2009 looks to be ugly for photovoltaics, by iSuppli’s calculations: Worldwide installations of photovoltaic systems are expected to decline 32% to 3.5GW, sales down ~40% to $18.2B, and average price/solar watt down 12% (see figures). That’s after several years of enjoying ~40% annual growth, which had drawn a “flood of market participants” with a “wild-west mentality” of throwing production capacity into the market, according to Henning Wicht, senior director and principal analyst for iSuppli, in a statement.
But in 2009 that bill comes due, in the form of overproduction combined with a decline in demand — Wicht likened the environment to the “PC shakeout of the mid-1980s.” A big culprit is Spain, which accounted for half of worldwide PV installations in 2008, but is set to expire a feed-in tariff and institute a looming new cap of 500MW for PV projects. A surge in excess inventory and falling solar cell/systems prices won’t spur enough demand to make up for lost sales, Wicht says. “Even new and upgraded incentives for solar installations from nations including the United States and Japan — and attractive investment conditions in France, Italy, the Czech Republic, Greece and other countries — cannot compensate for the Spanish whiplash in 2009,” he writes.
Global annual PV installations, 2008-2013. (Source: iSuppli Corp.)
Another obvious scapegoat is the current macroeconomic climate. “Power production investors and commercial entities are at least partially dependent upon debt financing,” he notes. Right now, many larger solar installation projects are going on hold, awaiting a thaw in bank crediting.
But beyond this year, the future looks bright for the global PV market. Fewer new suppliers will pop up, capacity additions will slow, and the PV market will take a big step toward maturity as supply and demand return to balance.
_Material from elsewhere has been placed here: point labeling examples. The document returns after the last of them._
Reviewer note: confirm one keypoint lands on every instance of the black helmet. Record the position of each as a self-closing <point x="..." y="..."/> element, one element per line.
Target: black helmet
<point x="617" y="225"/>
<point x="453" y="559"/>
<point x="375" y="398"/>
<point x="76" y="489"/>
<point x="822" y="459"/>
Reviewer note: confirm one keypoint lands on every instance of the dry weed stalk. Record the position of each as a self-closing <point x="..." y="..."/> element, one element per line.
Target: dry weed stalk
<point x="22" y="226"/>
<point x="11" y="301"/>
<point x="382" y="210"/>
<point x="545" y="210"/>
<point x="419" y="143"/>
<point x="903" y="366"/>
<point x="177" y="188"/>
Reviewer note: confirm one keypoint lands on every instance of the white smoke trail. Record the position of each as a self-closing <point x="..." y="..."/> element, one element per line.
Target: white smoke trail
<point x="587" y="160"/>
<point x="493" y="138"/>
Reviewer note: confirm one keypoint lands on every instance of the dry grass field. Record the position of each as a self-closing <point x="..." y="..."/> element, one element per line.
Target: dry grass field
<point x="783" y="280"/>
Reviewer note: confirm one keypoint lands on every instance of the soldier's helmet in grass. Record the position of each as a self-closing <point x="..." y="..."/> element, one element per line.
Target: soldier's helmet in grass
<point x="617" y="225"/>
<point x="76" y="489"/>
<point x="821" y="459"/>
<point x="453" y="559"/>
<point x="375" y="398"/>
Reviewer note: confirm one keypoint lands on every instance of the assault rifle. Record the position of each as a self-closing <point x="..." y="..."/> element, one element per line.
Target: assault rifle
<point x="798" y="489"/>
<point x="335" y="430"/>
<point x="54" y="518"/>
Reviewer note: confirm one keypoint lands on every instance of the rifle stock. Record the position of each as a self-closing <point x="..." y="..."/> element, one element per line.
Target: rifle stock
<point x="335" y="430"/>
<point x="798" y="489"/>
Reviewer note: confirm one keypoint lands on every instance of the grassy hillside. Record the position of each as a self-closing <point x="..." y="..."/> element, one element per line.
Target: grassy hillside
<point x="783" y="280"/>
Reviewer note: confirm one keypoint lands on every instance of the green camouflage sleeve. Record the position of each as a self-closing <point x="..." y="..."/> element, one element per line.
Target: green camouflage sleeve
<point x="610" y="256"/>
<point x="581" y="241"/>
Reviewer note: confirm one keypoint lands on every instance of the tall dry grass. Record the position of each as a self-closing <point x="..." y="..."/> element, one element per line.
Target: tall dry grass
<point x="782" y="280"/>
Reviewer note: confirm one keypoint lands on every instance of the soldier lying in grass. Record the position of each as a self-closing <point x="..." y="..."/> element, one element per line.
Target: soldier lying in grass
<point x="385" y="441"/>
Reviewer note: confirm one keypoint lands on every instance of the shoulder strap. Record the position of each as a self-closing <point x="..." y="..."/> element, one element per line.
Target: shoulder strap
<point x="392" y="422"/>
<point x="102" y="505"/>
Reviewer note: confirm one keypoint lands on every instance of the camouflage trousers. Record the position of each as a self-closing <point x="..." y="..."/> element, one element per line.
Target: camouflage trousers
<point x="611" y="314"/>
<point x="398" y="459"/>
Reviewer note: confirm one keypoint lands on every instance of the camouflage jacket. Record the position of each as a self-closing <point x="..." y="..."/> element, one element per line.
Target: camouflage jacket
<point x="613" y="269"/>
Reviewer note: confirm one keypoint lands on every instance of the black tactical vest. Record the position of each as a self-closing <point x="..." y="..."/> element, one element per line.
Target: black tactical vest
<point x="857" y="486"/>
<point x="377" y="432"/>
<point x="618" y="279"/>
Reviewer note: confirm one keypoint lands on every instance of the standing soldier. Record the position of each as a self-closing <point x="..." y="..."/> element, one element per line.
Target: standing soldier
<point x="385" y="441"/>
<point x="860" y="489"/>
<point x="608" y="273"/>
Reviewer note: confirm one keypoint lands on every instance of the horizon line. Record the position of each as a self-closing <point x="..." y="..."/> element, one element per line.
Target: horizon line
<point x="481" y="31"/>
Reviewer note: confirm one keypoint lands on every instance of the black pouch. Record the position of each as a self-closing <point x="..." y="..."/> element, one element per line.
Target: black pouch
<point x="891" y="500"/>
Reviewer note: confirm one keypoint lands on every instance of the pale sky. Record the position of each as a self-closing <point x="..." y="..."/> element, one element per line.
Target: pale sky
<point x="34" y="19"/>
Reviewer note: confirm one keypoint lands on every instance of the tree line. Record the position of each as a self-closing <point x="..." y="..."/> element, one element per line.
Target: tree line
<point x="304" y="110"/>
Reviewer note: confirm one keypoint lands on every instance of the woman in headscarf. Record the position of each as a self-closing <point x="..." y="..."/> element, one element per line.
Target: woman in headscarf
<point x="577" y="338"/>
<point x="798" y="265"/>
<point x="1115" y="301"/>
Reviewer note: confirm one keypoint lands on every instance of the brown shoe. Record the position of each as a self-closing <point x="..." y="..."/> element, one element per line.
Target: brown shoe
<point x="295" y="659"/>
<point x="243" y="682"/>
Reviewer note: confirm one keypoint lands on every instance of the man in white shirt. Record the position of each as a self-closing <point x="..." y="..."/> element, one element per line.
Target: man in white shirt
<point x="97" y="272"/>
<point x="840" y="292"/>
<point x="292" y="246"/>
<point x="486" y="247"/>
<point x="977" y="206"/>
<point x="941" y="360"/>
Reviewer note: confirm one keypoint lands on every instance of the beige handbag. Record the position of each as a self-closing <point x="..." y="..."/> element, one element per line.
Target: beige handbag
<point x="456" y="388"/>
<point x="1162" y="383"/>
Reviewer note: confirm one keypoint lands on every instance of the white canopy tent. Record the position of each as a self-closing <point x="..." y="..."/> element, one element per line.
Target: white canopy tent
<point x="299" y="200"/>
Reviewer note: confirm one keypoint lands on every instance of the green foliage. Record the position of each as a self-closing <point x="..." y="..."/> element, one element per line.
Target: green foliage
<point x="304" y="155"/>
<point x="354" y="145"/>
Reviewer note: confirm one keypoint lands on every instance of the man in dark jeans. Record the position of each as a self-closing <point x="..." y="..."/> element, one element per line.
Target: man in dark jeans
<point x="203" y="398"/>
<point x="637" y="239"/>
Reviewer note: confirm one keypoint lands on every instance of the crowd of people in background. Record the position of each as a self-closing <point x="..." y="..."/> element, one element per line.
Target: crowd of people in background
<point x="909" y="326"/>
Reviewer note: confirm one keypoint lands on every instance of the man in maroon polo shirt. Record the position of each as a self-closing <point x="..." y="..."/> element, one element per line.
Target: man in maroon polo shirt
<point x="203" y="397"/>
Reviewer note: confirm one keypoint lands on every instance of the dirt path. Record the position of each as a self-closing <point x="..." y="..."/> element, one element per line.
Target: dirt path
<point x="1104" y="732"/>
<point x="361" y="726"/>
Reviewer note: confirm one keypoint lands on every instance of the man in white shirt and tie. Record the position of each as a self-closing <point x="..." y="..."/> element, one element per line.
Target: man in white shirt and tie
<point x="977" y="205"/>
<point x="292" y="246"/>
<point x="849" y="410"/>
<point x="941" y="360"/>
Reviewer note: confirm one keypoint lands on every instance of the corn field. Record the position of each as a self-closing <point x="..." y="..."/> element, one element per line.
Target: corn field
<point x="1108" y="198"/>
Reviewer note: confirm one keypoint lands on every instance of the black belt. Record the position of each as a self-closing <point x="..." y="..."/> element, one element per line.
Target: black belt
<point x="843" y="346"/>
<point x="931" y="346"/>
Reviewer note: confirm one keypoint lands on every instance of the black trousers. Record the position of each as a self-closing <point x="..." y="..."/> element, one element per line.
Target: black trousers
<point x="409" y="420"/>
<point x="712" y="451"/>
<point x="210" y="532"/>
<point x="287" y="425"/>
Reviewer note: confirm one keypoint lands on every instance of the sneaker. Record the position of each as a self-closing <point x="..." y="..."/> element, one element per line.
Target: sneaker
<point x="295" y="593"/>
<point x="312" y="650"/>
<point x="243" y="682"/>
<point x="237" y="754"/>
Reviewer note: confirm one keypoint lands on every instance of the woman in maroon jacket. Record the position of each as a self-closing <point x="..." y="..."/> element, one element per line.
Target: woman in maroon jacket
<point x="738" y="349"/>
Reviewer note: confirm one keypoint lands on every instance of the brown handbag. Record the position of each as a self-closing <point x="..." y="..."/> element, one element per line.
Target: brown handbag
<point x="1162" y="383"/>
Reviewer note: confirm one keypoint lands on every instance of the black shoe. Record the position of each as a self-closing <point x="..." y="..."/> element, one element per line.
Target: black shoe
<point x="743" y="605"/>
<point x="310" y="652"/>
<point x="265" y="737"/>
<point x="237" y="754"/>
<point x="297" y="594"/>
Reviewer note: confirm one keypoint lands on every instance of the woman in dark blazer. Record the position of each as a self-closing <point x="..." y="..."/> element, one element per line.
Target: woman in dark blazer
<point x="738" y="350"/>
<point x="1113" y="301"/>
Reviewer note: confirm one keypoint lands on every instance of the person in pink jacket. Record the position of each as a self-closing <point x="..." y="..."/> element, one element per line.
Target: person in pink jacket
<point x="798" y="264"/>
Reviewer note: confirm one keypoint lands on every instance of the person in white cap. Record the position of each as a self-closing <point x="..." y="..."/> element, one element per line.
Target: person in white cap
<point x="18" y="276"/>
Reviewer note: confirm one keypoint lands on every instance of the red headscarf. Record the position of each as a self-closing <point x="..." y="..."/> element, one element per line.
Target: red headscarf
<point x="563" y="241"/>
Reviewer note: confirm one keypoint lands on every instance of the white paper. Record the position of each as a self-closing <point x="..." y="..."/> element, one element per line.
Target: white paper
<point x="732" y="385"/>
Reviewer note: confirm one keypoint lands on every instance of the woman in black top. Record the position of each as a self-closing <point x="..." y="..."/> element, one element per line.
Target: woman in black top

Wicht projects a ~58% increase in revenues in 2011, “and similar growth rates in 2012 and 2013.” Government incentives such as above-market feed-in-tariffs and tax breaks will continue to spur demand, and as costs come down ROI for PV systems will become clearer, even without government subsidies. Lower system prices will have the biggest impact in developing regions, he noted.
Global revenues generated by PV installations, 2008-2013. (Source: iSuppli Corp.)